By Bob Etier
December 6, 2011
In simply explaining the complexities of the creation of the universe, the composition of our planet, and the intricacies of evolution and life, Brian Thomas Swimme, on-screen narrator of Journey of the Universe, sells the concept of miracles. Every element of every explanation requires an explanation, and each explanation reveals miraculous events. So what is a miracle? Taken out of the spiritual realm, isn’t it just something that can’t be explained? It seems that traveling the reverse path of creation and being, from complex organism back to one-celled organisms and beyond, we arrive at the point where “something happened,” that unexplained (unexplainable?) something, that miracle that set everything in motion.
Journey of the Universe explores the creation of the universe and the planet Earth, focusing on how man’s consciousness created the world we now live in—a world where man has affected climate, water, air, and all that man touches. Essentially, this planet is not the same planet that resulted from a “big bang” billions of years ago; it is a planet reshaped by humans and human arrogance. Swimme describes the various aspects of Earth’s evolution with the gee-whiz enthusiasm of a true believer. There is no talk of miracles, but the awe is palpable.

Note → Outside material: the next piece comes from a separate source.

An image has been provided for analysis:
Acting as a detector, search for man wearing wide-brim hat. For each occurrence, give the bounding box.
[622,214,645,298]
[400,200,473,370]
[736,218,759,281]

Journey of the Universe is being shown on PBS stations in December (check local listings), and is also available on DVD. It’s not about miracles but it is about mysteries. It is “a sweeping and expansive film that re-imagines the universe story and translates the human connection to the cosmos.” It is thoroughly absorbing, moving quickly among the many things that led up to today, leaving little time for the viewer to dwell on some particularly enigmatic event before introducing another. By the end of the program we are on a journey of our own—a journey of research and discovery, seeking the answers to the many questions Journey of the Universe inspires.